McGregor continues by discussing how “Twitter’s ban on political ads disadvantages challengers and political newcomers.” She argues that it won’t have a significant impact on established political names, but instead will have a negative impact on those who are just starting out in the political world and are looking to make a name for themselves and challenge the establishment.


Related article: Social Media and Politics: A Dangerous Relationship?


Will other digital advertisers follow suit?

Many have viewed this move by Twitter as a dig at Facebook. And they’re probably right – Dorsey’s announcement came just a week or so after Mark Zuckerberg seemed to rule out a ban on Facebook political advertising in a speech at Georgetown University. Initially, therefore, it didn’t seem as though Facebook would be making any moves towards banning adverts.

However, there are now reports that Google and Facebook are considering a ban on ‘micro-targeted political ads’. As mentioned earlier, one of the major concerns with political advertising is that it allows candidates to display highly specific messages to a select number of people. 


Will this change the future of advertising?

As we’ve seen, there are both positive and negative takes on Twitter banning political ads. Dorsey himself acknowledges that a complete ban might be seen as extreme, but it at least eliminates the paid-for spreading of misinformation.
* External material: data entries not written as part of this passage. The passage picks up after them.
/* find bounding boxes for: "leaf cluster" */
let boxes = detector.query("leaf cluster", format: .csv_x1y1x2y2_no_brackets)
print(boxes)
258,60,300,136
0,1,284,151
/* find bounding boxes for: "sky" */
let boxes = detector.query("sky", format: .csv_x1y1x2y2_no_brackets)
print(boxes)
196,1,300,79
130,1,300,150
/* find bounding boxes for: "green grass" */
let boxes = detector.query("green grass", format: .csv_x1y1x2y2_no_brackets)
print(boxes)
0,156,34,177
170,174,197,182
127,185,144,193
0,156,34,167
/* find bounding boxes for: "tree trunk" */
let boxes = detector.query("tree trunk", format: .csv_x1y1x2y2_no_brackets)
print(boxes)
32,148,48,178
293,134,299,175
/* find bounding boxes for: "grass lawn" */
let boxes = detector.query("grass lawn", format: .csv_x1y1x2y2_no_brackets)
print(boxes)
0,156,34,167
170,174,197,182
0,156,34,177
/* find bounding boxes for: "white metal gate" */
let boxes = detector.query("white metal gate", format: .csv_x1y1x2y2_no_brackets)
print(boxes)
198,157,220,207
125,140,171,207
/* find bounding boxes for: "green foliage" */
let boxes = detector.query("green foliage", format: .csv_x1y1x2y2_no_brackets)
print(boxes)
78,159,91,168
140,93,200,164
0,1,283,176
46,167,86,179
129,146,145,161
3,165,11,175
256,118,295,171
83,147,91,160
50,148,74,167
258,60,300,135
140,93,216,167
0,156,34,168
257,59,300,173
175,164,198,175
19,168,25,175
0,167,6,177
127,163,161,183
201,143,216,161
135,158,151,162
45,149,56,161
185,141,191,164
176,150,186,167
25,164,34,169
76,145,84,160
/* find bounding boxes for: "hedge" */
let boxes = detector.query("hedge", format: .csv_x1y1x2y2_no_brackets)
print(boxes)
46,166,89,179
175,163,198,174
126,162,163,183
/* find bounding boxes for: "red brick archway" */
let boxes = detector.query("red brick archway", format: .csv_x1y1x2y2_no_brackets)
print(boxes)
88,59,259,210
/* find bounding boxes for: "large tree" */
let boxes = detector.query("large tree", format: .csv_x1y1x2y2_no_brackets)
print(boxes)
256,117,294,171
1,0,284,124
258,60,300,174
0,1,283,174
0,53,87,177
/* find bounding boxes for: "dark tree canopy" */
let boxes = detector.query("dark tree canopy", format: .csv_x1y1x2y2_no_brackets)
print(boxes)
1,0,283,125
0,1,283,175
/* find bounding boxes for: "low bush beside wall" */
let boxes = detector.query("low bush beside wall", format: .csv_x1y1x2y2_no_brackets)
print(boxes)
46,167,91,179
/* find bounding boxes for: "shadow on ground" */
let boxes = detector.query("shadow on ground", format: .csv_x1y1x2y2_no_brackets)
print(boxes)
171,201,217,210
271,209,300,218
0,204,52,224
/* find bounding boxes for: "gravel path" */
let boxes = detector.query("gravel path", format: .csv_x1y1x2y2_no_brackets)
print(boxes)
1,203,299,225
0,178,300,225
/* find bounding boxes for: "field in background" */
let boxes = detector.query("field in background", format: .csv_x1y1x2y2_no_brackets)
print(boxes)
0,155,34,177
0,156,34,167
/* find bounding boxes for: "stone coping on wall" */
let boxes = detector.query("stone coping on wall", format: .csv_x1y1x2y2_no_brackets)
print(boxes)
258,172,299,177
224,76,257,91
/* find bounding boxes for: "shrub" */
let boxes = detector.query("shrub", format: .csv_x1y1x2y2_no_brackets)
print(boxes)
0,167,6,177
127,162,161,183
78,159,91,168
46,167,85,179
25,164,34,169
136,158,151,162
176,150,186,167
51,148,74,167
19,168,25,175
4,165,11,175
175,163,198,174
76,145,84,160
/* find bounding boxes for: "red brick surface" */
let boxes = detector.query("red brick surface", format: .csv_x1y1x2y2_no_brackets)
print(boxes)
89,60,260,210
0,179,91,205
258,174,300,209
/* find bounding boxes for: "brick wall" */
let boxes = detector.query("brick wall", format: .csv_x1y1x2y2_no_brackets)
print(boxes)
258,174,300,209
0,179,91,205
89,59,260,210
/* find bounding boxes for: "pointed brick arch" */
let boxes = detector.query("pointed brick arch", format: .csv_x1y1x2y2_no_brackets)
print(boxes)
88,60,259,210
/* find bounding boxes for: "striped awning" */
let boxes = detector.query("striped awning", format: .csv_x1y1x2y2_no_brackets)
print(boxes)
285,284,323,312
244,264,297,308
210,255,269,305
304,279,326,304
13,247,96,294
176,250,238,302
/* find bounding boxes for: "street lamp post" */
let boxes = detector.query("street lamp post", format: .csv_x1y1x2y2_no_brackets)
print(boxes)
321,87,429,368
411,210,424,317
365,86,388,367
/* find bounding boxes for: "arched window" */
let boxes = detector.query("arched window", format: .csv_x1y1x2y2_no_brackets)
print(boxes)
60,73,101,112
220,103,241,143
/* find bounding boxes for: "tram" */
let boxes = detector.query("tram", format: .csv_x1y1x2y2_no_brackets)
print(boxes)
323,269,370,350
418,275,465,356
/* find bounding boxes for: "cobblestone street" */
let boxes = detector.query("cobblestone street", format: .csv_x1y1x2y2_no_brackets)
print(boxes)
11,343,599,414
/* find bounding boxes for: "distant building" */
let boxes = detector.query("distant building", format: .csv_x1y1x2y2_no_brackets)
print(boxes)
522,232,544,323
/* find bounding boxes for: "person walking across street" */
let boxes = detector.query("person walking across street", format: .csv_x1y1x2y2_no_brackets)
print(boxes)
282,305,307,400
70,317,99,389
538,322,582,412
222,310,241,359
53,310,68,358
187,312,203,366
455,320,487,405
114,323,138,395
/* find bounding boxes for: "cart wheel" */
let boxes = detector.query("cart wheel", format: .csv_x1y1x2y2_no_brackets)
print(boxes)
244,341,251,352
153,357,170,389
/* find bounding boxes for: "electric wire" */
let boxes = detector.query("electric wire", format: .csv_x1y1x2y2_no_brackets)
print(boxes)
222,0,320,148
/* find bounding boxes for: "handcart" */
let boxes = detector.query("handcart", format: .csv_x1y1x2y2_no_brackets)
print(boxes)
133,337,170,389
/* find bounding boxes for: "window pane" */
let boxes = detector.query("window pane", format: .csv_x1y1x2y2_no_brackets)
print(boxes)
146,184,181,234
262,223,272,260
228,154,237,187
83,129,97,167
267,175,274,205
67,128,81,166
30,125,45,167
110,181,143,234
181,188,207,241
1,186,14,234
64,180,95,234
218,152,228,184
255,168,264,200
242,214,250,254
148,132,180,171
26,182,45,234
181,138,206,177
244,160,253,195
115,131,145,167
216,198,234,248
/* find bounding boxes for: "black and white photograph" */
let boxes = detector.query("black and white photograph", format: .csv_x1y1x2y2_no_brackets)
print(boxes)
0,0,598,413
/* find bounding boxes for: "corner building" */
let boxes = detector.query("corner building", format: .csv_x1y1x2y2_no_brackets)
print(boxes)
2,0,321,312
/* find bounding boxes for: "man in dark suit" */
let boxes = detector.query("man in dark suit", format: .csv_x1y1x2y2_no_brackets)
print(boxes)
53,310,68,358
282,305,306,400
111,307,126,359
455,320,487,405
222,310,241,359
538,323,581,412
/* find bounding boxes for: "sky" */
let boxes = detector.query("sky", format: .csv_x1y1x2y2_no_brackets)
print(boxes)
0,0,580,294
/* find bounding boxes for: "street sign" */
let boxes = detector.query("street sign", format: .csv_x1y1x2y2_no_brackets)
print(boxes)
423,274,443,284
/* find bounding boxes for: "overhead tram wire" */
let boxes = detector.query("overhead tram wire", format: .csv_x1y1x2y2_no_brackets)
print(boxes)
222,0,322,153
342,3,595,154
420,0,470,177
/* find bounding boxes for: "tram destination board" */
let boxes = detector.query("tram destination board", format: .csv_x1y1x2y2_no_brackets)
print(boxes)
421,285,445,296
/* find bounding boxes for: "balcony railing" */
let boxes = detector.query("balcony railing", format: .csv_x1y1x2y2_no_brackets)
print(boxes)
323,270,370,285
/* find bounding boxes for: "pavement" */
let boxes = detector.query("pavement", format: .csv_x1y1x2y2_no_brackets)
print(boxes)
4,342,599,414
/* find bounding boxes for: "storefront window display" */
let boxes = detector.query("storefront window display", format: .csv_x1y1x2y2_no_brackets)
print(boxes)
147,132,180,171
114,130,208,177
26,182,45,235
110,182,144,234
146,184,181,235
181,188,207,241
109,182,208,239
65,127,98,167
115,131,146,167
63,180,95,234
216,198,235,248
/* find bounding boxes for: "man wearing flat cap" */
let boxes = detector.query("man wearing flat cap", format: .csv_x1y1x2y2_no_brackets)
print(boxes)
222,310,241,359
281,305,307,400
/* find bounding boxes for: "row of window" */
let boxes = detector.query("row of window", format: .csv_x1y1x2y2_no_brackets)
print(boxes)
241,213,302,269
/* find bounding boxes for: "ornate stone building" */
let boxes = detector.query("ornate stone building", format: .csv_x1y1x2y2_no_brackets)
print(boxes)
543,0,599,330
In an ideal world, we’d have something in between Facebook and Twitter’s policies, where there are easily enforced restrictions on micro-targeting and misinformation. We can hope this is something that the big advertisers can bring into place, but with the increasing sophistication of AI and the presence of ‘deep fakes’, it may be harder than ever to have a policy which works for everyone without certain political adverts slipping through the net.